In 1274 the Mongols assembled a fleet capable of carrying an army of 15,000 men: departing from Korea they quickly reached Kyushu, the southernmost island of the Japanese archipelago. The armies there were completely taken aback by their opponents' military tactics: the Mongols in fact fought in well-disciplined battalions, organized by phalanxes and equipped with both long-range weapons and swords and spears. Cavalry, on the other hand, the Mongols' secret weapon during European campaigns, was absent, since transporting horses by sea would have been difficult and costly. The invaders were also equipped with leather armor, light and comfortable, ideal for the rapid maneuvers that distinguished the Mongols' way of warfare. In the face of this deployment of forces, the "ritual" customs of the Japanese warriors soon proved inefficient if not entirely suicidal, as both cavalry charges and individual dueling proposals resulted in ruinous defeats.
The warrior class emerged seriously diminished from this first confrontation with a major foreign power. Tactics perfected for years had proved utterly useless in the face of the might of a regular army. The samurai's equipment was also expensive and too heavy: the ō-yoroi were designed so that they could repel the violent impacts of a cavalryman's charge, but they were useless in foot combat, which required agility of movement. Japanese armorers therefore set to work on improving the samurai's equipment, focusing mainly on reducing weight and perfecting protective plates. In time two new types of armor were created, aesthetically not very different from their predecessors, but with some innovations that made them immediately popular. The two new models, called haramaki and dō-maru, were markedly lighter than the ō-yoroi, and, thanks to improvements in platelet production and lacquering techniques, the armor became even more solid and reliable.

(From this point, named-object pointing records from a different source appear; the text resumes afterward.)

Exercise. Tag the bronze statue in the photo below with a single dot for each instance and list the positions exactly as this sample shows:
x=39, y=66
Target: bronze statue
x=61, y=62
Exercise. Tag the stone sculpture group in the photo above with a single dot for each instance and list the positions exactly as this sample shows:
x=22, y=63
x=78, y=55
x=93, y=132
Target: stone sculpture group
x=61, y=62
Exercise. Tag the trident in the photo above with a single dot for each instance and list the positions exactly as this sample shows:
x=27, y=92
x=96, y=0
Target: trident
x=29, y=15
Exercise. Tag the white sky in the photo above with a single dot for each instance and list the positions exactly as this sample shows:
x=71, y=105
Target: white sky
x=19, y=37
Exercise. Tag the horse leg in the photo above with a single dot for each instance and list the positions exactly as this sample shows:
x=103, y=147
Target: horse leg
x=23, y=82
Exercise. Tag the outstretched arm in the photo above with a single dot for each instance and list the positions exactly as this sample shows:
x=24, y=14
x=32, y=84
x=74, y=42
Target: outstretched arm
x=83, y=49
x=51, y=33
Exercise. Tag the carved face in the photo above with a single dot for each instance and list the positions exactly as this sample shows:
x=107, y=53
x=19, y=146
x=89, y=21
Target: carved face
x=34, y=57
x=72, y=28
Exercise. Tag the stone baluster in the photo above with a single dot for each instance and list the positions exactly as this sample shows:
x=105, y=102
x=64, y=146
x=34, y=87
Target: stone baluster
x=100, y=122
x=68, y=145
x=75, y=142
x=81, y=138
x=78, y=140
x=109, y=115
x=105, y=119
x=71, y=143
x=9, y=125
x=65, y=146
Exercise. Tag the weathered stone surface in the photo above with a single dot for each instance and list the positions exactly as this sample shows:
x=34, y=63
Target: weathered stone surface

However, let us now analyze another aspect related to effectiveness: not the effectiveness of individual armor but that of an entire army: how long does it take to build a large number of suits of armor? How quickly are these armors repairable?
By the first half of the 15th century, the shogunate was now considered a marginal political body, similar to the imperial court. Because of the lust for power of the daimyō, the large landowners who had full military and political control within their fiefdom, a period of great internal strife opened up for Japan: the Sengoku jidai (literally "period of fighting states"). During this period, characterized by a state of continuous warfare, Japanese military arts could only be further refined. The armors of the Sengoku period are quite different from those of previous centuries: the need to make movement agile for fighters and the need to produce efficient and easily repairable equipment in a short time led to numerous revisions of traditional techniques. Thus the weight of armor was decreased, shoulder straps shrunk, and protections on helmets (shikoro and fukigaeshi) reduced or eliminated. Silk bindings, prone to breakage and definitely inconvenient on rainy days when they became soaked and unnecessarily weighed down the samurai, were reduced to a minimum. The upper edge of the breastplate was then folded outward, so that blows received with the pole arms would not slip out of the guards and hit the throat; new helmet designs were also created, suitable for the new fighting styles but at the same time quick to make. All these elements came together in a new generation of armor, known as tosei gusoku ("modern armor”).